Hint : The probability of choosing a card from the pack of 52 cards is equal to $= {}^{52}{C_1} = 52$
In this question find the probability of winning of each contestant starting from A to D and using the probability of each contestant find the expectation of each contestant.
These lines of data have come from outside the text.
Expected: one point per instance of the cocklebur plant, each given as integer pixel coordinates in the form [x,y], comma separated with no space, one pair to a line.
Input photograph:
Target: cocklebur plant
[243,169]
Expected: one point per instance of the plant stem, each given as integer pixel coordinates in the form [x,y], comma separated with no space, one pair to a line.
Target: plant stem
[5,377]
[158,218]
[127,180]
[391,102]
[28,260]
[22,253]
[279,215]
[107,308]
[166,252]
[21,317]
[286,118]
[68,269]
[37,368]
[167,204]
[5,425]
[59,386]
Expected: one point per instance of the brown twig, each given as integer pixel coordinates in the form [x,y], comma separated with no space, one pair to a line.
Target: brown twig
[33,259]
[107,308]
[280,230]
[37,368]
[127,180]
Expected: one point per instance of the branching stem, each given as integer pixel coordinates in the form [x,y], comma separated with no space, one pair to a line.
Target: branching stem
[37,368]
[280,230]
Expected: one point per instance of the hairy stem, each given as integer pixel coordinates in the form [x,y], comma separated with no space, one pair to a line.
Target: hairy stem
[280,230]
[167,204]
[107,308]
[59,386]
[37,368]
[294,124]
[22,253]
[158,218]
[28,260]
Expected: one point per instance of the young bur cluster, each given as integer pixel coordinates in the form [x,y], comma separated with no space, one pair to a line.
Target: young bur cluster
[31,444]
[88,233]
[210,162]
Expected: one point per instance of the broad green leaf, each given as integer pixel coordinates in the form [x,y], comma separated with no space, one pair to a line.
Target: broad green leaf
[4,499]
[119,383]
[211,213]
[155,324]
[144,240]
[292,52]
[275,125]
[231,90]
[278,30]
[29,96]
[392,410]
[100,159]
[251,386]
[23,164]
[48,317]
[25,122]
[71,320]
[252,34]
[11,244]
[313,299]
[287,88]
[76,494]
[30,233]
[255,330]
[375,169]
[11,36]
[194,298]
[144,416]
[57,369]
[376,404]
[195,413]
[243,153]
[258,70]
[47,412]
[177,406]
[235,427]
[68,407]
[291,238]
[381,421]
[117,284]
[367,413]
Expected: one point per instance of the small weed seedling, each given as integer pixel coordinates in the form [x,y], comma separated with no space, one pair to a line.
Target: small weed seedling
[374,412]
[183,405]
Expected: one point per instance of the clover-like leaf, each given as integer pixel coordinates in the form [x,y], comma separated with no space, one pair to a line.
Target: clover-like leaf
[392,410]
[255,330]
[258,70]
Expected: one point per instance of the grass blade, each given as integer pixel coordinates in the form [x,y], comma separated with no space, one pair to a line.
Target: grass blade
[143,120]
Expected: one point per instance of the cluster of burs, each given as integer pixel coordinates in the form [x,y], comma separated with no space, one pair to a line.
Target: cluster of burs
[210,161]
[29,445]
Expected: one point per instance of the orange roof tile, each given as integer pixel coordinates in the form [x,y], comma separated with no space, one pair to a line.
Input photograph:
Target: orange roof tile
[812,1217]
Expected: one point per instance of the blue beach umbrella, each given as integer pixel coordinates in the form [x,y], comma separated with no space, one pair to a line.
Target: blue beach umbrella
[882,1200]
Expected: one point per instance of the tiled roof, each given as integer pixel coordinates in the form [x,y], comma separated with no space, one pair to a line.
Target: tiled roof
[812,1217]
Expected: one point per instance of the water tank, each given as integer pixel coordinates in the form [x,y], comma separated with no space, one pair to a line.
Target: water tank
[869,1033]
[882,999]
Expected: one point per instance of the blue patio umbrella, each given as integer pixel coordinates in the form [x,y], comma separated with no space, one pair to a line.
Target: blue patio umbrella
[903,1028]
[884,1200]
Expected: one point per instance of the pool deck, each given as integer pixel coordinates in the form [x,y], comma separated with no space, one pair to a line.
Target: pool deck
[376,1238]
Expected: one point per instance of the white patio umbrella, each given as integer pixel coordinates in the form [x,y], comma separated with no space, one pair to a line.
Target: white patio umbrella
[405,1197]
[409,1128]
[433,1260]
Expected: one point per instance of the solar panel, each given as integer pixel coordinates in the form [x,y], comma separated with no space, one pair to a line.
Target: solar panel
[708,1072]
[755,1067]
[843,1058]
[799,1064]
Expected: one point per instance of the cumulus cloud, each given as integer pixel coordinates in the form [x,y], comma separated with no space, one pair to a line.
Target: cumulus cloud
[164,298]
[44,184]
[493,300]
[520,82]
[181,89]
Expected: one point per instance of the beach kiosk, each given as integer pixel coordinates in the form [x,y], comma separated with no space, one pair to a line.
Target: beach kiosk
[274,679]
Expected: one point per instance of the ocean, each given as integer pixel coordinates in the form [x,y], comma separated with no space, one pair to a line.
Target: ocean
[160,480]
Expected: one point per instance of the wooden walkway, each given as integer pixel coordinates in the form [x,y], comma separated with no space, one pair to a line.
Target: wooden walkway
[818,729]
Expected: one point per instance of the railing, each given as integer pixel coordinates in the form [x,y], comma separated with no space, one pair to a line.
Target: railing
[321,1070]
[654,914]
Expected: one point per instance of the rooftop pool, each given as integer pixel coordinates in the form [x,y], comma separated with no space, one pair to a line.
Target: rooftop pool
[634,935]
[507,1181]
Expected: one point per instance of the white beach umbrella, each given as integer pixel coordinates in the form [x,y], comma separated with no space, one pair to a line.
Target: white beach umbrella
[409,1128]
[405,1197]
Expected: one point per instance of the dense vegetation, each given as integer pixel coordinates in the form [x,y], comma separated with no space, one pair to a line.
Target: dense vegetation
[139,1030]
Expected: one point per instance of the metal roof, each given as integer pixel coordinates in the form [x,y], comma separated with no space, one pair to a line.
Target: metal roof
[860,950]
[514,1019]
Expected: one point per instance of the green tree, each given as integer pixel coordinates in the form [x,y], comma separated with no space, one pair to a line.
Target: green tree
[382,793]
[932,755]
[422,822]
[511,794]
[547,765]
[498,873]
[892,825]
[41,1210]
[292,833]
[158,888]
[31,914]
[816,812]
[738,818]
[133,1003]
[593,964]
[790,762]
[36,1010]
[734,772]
Complete step-by-step answer :
Let E be the event of cutting a spade from the pack of 52 cards
Let S be the sample of cutting any card
Now since the pack contains 52 cards and a spade is to be cut from the pack, hence we can write
$n\left( E \right) = {}^{13}{C_1}$
$n\left( S \right) = {}^{52}{C_1}$
Now as we know probability of an event to occur is the ratio of the number of favorable outcome to the total numbers of outcome, hence we can write

$$P\left( E \right) = p = \dfrac{{n\left( E \right)}}{{n\left( S \right)}} = \dfrac{{{}^{13}{C_1}}}{{{}^{52}{C_1}}} = \dfrac{{13}}{{52}} = \dfrac{1}{4} \\\ P\left( E \right) = p = \dfrac{1}{4} \\\$$

Now let q be the probability of event if card drawn from the pack is not a spade, hence we can write

$$P\left( {\bar E} \right) = q = 1 - p = 1 - \dfrac{1}{4} = \dfrac{3}{4} \\\ P\left( {\bar E} \right) = q = \dfrac{3}{4} \\\$$

Now the probability of A winning the game when A starts the game will be $= p + \left( {qqqq} \right)p + {\left( {qqqq} \right)^2}p + ....\infty = p + {q^4}p + {q^8}p + ....\infty = \dfrac{p}{{1 - {q^4}}}$
By substituting the values we get $= \dfrac{p}{{1 - {q^4}}} = \dfrac{{\dfrac{1}{4}}}{{1 - {{\left( {\dfrac{3}{4}} \right)}^4}}} = \dfrac{{64}}{{175}}$
Therefore the expectation of A winning the game $= Rs.350 = 350 \times \dfrac{{64}}{{175}} = Rs.128$
Now if A starts the game and he fails so the probability of B winning the game if he goes next will be $= qp + qqqq\left( {qp} \right) + \left( {qqqq} \right){}^2\left( {qp} \right) + ....\infty = \dfrac{{qp}}{{1 - {q^2}}}$
Hence by substituting the values we get $= \dfrac{{qp}}{{1 - {q^2}}} = \dfrac{{\dfrac{3}{4} \times \dfrac{1}{4}}}{{1 - {{\left( {\dfrac{3}{4}} \right)}^4}}} = \dfrac{{48}}{{175}}$
Therefore the expectation of B winning the game $= Rs.350 = 350 \times \dfrac{{48}}{{175}} = Rs.96$
Now if both A and B fails to win so the probability of C winning the game if he goes next will be $= qqp + qqqq\left( {qqp} \right) + \left( {qqqq} \right){}^2\left( {qqp} \right) + ....\infty = \dfrac{{qqp}}{{1 - {q^2}}}$
Hence by substituting the values we get $= \dfrac{{qqp}}{{1 - {q^2}}} = \dfrac{{\dfrac{3}{4} \times \dfrac{3}{4} \times \dfrac{1}{4}}}{{1 - {{\left( {\dfrac{3}{4}} \right)}^4}}} = \dfrac{{36}}{{175}}$
Therefore the expectation of B winning the game $= Rs.350 = 350 \times \dfrac{{36}}{{175}} = Rs.72$
Now if A, B and C all fails so the probability of D winning the game $= qqqp + qqqq\left( {qqqp} \right) + \left( {qqqq} \right){}^2\left( {qqqp} \right) + ....\infty = \dfrac{{qqqp}}{{1 - {q^2}}}$
Hence by substituting the values we get $= \dfrac{{qqqp}}{{1 - {q^4}}} = \dfrac{{\dfrac{3}{4} \times \dfrac{3}{4} \times \dfrac{3}{4} \times \dfrac{1}{4}}}{{1 - {{\left( {\dfrac{3}{4}} \right)}^4}}} = \dfrac{{27}}{{175}}$
Therefore the expectation of D winning the game $= Rs.350 = 350 \times \dfrac{{27}}{{175}} = Rs.54$
So, the correct answer is “Option II”.

Note : A pack of cards contains 52 cards where each club, diamonds, spades and hearts have 13 cards, so the probability of choosing any one cards from club, diamonds, spades and hearts becomes same which is equal to $= {}^{13}{C_1} = 13$
These cards are also grouped by their colors, the pack contains 26 red and 26 black cards.